Not only that, but this six-foot-nine, non-practising M.D. came up with the screenplay for the massive (but crap) mid-90s hit Twister and created the pretty watchable TV show ER (well, up until Clooney left). A workaholic, he was a man whose fertile mind bubbled with prescient ideas, but crucially had the knack of conveying such ideas in an accessible, stimulating way. Pleasingly non-pc, he also upset feminists, environmentalists, captains of industry and the racially sensitive.

Crichton’s driving concern was technology and its effect on people, as demonstrated by one of his earliest novels to get the big screen treatment, The Andromeda Strain. However, despite being built on the decent concept of an extra-terrestrial virus causing our blood to powderise, it gets bogged down in technical detail. It’s a long 130 minutes that prefers capturing scientific accuracy to providing good ol’ entertainment. No matter, because it still became the twelfth biggest hit of 1971, enabling Crichton to go on and become the writer-director of six flicks of vastly differing quality. The first was the wonderful Westworld.

The schmuck-like Peter (Richard Benjamin) and the more assured John (James Brolin) are a pair of mates taking a very expensive holiday courtesy of a company that has built three adult theme parks on the same site. The two pals have plumped for Western World, a place based on frontier life in the 1880s populated by lifelike androids. Hence, it doesn’t matter if you shoot ’em, fuck ’em or throw ’em down the stairs because anything goes in this hedonistic playpen. It’s the ‘vacation of the future, today.’ Behind the scenes, however, the parks’ technicians are becoming edgy about the escalating number of small malfunctions in the robots’ behavior.

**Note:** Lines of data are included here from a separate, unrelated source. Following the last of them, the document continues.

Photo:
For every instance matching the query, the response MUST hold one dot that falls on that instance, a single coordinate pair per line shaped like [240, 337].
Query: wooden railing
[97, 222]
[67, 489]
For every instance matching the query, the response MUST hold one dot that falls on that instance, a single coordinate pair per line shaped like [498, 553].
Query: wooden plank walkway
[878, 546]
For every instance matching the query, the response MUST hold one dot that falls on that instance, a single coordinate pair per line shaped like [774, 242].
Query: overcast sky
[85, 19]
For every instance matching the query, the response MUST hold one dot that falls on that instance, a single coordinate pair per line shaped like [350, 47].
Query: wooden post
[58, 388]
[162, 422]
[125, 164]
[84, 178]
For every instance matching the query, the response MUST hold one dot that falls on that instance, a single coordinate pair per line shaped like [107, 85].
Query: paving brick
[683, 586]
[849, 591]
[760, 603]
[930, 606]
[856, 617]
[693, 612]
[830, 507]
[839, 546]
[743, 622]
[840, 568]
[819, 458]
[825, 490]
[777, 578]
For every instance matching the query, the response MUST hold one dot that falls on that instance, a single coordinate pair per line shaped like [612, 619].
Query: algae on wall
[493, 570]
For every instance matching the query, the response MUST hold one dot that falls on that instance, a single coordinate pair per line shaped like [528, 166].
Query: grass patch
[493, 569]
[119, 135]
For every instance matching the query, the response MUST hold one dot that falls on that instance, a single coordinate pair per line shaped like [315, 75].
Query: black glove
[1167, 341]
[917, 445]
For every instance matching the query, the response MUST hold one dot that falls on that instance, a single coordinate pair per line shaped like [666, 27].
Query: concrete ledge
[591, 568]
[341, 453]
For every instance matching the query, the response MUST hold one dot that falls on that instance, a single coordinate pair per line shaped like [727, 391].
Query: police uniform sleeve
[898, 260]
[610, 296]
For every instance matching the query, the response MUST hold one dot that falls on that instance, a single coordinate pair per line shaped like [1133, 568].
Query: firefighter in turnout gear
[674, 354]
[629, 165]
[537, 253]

Not that our novice cowboys have the slightest notion of this fly in the ointment. Shortly after arrival, Peter gets to test his mettle when Yul Brynner deliberately bumps into him in a saloon, spilling his drink. “Get this boy a bib,” the surly newcomer tells the barman. “He needs his mama.” A gunfight then plays out in which Peter, of course, triumphs. Peter can barely believe what he’s done, his brain obviously zinging with endorphins. Before long he’s having a great time at a bordello and gleefully kicking in doors to shoot the baddies… 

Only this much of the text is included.